Pneumonia in dogs: gastrointestinal presenting signs
With the advent of lung ultrasound and the resulting great leap forward in our ability to diagnose bronchopneumonia relatively easily and with good specificity has opened a door on its true incidence and the spectrum of associated presenting signs. Notably, we now see affected dogs in which gastrointestinal signs are prominent. It’s hard to prove that the pneumonia isn’t the result of aspiration in a vomiting or regurgitating patient: obviously that is also a frequent scenario. However, circumstantial evidence is mounting and it’s backed up by case reports from human medicine,
A patient from this week: a 12 y.o. FN collie cross with no pre-existing medical conditions presenting with profound malaise and vomiting, fever and tachypnoea with a moderate neutrophilia. Blood biochemistry was unremarkable. There was no history of cough and, in the early stages, she didn’t cough in hospital either.
On lung ultrasound there was extensive consolidation of the right middle lung lobe with typical ‘shred’ or ‘fractal’ sign of pneumonia:
The left lung lacked consolidation but showed increased B lines in some areas:
Echocardiographic changes were limited to a decreased LV lumen: free wall ratio consistent with hypotension:
In the present case, obviously, pulmonary arterial hypertension (PAH) due to lung pathology is a significant possibility. However, 2D features of PAH were lacking and peak tricuspid regurgitation velocity was insufficiently fast to prove its presence.
Systemic blood pressure was measured at 70/45 (SAP/DAP): demonstrating marked hypotension.
Abdominal ultrasound showed no abnormalities of the gastrointestinal tract, adrenals or pancreas. The liver was diffusely hypoechoic:
This is all a bit anecdotal. We didn’t biopsy anything and it’s hard to prove that there weren’t other factors involved. However, circumstantially, I think it’s a reasonable working hypothesis that this dog, and other similar patients, develop gastrointestinal signs as part of a systemic inflammatory response syndrome / multiple organ dysfunction (SIRS/MODS) process. The gut is sensitive to metabolic changes in sepsis.
The same seems to happen in people:
BMC Infect Dis 20, 479 (2020).
Gastrointestinal symptoms in invasive pneumococcal disease: a cohort study.
Floeystad, H.K., Berild, J.D., Brandsaeter, B.J. et al.
https://bmcinfectdis.biomedcentral.com/articles/10.1186/s12879-020-05211-3
You can read the article but, to summarise, these authors reported that, in a large study over 16 years, 26% of their pneumonic patients exhibited gastrointestinal symptoms and that 11% of them had only gastrointestinal signs.
‘In this study, we found that more than a quarter of patients with [pneumococcal pneumonia] presented with GI symptoms at admission.
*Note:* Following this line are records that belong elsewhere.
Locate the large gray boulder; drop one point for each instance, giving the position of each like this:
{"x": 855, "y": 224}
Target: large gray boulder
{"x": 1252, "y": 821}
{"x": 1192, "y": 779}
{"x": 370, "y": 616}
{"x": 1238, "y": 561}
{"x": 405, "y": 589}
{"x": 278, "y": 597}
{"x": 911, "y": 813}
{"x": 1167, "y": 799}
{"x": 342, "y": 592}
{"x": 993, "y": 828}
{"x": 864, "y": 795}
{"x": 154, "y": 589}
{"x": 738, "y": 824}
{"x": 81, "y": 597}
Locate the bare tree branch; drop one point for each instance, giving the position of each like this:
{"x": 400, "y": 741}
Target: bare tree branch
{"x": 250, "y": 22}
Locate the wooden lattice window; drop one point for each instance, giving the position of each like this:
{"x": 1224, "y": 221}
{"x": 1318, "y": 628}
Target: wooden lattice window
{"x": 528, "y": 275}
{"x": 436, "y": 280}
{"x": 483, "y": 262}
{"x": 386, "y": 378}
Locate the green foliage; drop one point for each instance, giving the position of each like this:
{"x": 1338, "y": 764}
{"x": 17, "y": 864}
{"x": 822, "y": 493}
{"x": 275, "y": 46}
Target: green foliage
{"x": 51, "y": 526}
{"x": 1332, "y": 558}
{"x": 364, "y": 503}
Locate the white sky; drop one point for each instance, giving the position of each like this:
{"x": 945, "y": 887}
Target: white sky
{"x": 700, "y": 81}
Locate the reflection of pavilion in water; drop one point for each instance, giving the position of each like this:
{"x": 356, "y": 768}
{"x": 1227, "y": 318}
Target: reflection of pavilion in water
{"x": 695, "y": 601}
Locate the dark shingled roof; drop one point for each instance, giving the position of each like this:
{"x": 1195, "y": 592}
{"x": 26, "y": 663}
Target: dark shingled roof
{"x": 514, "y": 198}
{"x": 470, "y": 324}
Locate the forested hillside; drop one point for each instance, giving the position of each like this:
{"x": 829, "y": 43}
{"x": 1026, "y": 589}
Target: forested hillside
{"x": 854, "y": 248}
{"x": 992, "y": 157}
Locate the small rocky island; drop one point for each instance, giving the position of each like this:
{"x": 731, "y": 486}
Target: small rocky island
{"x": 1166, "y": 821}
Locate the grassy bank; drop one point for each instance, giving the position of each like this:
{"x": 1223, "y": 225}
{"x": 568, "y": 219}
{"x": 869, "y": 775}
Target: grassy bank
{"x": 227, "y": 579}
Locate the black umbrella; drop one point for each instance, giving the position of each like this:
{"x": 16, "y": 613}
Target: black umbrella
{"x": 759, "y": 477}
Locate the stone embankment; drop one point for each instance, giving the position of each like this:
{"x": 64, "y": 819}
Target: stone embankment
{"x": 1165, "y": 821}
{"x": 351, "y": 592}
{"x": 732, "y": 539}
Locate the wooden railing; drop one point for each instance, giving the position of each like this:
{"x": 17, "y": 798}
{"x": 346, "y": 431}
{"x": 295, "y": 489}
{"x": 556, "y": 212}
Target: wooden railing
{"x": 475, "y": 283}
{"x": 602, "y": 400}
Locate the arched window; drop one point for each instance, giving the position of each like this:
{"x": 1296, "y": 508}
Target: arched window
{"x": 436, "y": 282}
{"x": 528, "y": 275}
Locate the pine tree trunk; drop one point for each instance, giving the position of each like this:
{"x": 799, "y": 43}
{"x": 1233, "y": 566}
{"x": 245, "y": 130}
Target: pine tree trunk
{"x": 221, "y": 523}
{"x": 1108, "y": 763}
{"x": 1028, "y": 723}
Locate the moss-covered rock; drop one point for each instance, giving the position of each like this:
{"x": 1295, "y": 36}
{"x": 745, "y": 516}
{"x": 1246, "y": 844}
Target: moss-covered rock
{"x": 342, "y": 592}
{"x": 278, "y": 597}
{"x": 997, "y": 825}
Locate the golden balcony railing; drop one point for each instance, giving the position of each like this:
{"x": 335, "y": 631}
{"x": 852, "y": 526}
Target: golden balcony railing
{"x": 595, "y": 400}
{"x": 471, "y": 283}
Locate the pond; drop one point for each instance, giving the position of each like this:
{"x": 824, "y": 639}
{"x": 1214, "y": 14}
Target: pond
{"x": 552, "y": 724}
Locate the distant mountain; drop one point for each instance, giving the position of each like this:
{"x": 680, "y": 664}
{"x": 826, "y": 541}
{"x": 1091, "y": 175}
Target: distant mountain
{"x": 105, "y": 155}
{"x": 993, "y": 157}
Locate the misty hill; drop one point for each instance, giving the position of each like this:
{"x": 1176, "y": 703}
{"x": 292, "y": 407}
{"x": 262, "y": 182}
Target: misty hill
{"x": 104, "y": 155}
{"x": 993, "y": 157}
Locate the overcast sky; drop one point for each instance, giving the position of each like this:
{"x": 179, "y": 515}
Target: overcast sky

These patients had a higher short-term mortality compared to patients without GI symptoms, despite being younger and having less comorbidities. The increased mortality became even more apparent when restricting the group to those who presented with GI symptoms only. Furthermore, we found that there was a delay in the initiation of adequate antibiotic treatment in the patients presenting with GI symptoms‘
It’s unclear whether increased mortality in patients with GI signs was due to delayed treatment or because GI signs reflect more serious systemic sequelae of pneumonia.
The implications of all this to our veterinary patients? It reinforces the need to include the lungs in point-of-care ultrasound (POCUS) examinations -and, indeed, that we should perform POCUS in as many sick patients as possible in order to avoid missing important diagnostic information.